His appeal coincided with warnings from aid groups about a brewing humanitarian crisis and civilian casualties in Yemen, where the coalition began air strikes a week ago.
Yassin said ground forces would cause “less civilian casualties”, but added the main reason he proposes a land operation is to enable aid deliveries.
“I am suggesting to start as soon as possible,” he added.
“We don’t have a safe place from where they can operate,” he said of the aid groups.
On Tuesday the Saudi-led coalition’s spokesman, Brigadier General Ahmad Assiri, said that “so far there is no need for land intervention” in Yemen, but the need might arise “at any time”.
A Western diplomatic source on Wednesday said that a land offensive would be “very, very complicated and difficult”, partly because it would have to pass mountainous terrain in the country’s north, with which Al Houthi rebels are highly familiar.
The source ruled out a seaborne landing because the coalition lacks amphibious forces.
But the foreign minister said troops could come in from the south, around the port city of Aden, which would be relatively easy to secure and could become a safe haven for humanitarian operations.
Aid agencies said on Tuesday they could not get assistance into Yemen.
The closure of the country’s international airports, and restrictions on seaports, are hampering delivery, Doctors Without Borders said.
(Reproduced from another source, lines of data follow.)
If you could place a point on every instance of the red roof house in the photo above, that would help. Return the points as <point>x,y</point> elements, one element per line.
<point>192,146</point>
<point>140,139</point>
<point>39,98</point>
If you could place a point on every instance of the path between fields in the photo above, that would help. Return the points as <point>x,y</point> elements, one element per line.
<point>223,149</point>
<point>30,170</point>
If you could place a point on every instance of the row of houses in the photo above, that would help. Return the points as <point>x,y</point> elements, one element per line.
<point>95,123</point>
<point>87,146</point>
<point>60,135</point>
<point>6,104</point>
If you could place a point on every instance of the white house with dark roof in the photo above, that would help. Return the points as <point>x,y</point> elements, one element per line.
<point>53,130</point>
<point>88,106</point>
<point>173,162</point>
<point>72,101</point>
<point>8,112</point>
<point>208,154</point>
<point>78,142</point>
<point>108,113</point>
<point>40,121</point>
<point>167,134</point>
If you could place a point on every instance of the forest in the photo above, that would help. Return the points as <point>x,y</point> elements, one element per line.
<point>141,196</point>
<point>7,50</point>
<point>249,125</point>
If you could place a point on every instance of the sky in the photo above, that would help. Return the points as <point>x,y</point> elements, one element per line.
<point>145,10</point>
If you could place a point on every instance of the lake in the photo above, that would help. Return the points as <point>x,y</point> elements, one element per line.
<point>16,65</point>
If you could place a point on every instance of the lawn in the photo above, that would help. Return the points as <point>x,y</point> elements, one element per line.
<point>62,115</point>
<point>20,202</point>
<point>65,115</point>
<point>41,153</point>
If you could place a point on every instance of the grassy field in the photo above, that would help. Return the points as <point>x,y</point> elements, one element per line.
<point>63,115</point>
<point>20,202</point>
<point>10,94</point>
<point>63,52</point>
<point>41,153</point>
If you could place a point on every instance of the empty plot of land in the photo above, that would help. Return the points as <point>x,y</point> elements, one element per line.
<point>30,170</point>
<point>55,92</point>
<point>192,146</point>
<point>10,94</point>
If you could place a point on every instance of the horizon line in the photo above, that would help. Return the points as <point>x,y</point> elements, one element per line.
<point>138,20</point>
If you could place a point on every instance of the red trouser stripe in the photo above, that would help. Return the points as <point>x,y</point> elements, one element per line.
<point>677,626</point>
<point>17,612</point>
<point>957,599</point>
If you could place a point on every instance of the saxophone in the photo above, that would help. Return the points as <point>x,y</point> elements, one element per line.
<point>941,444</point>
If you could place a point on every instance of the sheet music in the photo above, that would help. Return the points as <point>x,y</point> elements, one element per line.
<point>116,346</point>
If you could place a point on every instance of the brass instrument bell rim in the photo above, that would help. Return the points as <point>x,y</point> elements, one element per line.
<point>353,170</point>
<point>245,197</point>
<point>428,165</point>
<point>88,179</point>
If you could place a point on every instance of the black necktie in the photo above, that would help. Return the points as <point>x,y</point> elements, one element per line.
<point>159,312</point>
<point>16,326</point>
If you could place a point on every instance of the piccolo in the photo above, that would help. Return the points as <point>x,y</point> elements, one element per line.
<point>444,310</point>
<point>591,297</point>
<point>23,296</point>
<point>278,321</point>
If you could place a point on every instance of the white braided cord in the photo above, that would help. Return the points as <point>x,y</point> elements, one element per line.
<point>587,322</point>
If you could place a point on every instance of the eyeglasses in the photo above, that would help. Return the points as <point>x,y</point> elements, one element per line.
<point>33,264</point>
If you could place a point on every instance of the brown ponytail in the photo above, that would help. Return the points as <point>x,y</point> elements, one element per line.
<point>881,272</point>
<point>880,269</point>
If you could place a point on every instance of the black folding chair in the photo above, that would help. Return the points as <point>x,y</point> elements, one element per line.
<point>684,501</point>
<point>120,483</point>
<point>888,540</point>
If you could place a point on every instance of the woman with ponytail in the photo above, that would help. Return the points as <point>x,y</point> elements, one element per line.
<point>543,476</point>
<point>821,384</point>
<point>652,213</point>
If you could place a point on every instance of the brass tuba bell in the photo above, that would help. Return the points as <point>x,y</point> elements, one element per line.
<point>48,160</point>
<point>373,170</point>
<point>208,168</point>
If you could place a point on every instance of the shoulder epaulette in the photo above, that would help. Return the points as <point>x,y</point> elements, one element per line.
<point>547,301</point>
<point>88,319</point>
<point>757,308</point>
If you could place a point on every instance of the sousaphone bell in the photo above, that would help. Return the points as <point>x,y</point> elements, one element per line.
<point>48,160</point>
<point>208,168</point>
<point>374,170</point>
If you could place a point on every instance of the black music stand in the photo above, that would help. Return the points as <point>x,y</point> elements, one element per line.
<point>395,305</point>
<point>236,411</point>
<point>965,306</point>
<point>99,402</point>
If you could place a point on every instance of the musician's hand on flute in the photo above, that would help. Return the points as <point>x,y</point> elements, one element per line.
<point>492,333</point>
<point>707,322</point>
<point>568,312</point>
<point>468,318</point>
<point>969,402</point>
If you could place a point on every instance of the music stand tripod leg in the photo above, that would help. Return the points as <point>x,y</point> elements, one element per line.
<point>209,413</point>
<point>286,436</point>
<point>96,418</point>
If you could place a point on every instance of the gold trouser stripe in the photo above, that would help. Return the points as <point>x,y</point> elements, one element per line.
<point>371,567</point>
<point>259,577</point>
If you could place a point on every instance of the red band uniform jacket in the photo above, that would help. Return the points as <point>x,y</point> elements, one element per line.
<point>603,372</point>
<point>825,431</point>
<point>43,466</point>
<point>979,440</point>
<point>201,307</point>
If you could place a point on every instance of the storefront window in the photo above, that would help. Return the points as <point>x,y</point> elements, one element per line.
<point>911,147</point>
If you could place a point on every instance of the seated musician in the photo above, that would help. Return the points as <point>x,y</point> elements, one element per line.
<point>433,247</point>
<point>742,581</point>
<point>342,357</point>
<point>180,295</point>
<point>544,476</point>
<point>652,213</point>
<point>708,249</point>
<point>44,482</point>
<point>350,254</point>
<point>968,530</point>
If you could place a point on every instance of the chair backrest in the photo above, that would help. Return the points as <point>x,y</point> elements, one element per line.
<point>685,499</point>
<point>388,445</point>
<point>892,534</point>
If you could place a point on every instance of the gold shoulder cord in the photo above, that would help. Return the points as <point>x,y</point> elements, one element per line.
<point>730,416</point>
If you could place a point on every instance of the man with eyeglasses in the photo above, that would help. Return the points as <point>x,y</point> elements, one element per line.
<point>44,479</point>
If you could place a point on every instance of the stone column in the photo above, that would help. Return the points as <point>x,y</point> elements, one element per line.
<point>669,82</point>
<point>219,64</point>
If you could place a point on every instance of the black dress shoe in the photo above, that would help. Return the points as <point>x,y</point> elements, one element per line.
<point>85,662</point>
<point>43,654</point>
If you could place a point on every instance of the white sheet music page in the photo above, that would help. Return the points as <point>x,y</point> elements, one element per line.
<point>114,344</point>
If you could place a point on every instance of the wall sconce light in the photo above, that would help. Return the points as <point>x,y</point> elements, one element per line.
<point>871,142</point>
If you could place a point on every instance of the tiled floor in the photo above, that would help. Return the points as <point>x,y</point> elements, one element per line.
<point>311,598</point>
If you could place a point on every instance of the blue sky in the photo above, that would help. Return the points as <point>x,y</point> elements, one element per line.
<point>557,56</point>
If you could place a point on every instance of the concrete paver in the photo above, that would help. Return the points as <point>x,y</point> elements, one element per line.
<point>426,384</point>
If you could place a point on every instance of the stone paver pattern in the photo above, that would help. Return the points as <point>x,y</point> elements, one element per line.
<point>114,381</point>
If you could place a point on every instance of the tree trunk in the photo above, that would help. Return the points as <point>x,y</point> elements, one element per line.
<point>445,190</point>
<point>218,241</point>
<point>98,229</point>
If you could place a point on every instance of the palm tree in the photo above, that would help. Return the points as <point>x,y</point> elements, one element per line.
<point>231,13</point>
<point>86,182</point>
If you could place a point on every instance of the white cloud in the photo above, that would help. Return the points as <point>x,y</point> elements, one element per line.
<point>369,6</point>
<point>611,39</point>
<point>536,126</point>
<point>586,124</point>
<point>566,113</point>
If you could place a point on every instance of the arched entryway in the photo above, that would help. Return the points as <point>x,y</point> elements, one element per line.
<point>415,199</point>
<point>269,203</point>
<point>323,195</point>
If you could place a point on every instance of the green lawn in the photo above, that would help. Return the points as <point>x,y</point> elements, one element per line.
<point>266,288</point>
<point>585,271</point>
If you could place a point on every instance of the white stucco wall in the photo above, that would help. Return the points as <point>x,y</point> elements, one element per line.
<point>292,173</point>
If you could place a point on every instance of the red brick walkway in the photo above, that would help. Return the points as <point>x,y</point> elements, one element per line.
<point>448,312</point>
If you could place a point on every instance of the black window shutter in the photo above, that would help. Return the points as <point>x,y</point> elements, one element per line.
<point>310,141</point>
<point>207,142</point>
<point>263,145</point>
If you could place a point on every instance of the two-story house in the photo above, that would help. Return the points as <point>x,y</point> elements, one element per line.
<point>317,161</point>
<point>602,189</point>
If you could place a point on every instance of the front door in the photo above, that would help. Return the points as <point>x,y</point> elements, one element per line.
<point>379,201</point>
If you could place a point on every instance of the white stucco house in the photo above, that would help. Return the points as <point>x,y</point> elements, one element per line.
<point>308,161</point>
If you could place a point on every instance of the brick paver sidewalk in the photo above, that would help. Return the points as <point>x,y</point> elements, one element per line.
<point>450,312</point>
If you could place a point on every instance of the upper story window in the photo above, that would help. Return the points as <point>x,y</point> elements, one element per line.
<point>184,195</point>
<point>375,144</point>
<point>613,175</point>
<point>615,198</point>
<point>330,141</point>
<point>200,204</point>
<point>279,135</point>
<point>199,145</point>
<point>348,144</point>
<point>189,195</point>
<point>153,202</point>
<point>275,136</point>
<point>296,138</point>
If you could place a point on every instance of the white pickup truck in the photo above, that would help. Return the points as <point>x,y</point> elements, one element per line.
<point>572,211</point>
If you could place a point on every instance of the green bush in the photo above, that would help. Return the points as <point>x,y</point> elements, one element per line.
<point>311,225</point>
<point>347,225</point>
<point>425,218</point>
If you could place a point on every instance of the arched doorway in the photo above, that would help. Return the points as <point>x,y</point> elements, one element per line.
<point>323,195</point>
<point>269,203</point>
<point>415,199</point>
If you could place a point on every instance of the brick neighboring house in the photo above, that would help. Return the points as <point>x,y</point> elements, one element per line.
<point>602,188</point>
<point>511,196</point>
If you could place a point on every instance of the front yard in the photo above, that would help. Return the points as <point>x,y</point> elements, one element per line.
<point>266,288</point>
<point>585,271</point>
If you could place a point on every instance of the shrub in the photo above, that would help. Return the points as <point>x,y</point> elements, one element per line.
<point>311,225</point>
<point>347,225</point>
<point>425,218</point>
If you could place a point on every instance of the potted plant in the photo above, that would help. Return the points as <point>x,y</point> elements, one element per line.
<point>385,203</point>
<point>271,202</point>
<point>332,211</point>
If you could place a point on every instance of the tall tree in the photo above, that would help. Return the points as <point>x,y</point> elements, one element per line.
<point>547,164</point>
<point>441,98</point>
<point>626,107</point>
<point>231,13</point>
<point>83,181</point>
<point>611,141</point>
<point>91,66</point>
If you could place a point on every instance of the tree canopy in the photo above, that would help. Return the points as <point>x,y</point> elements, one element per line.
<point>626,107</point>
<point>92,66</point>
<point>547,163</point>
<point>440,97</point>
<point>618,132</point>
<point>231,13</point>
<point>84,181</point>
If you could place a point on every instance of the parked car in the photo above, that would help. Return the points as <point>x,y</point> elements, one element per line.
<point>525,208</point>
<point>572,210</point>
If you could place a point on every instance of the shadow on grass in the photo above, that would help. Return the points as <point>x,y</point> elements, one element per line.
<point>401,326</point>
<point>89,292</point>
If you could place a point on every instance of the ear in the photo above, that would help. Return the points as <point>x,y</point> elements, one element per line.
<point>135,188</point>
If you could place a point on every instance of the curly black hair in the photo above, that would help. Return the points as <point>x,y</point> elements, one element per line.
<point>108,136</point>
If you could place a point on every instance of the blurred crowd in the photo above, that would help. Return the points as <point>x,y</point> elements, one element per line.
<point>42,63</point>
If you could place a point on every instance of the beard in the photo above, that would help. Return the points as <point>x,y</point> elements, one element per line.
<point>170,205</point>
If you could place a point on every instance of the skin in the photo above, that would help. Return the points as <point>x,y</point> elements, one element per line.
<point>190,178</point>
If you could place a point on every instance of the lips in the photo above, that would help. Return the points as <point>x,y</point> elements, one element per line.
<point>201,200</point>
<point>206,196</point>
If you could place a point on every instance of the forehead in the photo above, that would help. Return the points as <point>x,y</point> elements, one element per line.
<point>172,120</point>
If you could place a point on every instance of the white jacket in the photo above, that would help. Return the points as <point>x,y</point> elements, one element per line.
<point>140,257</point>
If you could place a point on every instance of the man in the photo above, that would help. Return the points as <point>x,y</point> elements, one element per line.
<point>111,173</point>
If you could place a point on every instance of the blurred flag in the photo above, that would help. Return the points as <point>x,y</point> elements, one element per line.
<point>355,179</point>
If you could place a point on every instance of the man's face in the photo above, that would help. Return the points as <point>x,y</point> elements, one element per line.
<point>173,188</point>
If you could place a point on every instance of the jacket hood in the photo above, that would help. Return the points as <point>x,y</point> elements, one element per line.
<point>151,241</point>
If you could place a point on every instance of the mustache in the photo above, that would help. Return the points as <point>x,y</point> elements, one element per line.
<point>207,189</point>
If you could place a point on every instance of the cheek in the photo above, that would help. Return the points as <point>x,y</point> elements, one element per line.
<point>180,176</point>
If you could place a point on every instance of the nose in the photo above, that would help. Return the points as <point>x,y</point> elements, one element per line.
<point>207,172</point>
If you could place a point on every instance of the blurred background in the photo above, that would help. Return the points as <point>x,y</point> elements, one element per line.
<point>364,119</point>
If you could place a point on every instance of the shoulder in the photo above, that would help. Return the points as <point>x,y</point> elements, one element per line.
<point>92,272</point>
Al Assiri said all kinds of assistance for Yemen’s needy are welcome, but it has to go through “diplomatic channels”.
He said the movement of aid needs to be coordinated with the military “to make sure that we don’t have any mistakes or any misunderstandings concerning the movement in the ports or airports or through the Saudi border.”
Since Friday at least 93 civilians have been killed and 364 wounded in the conflict, the UN human rights office said on Tuesday.
“I’m very, very concerned” about the civilian impact, Yassin said.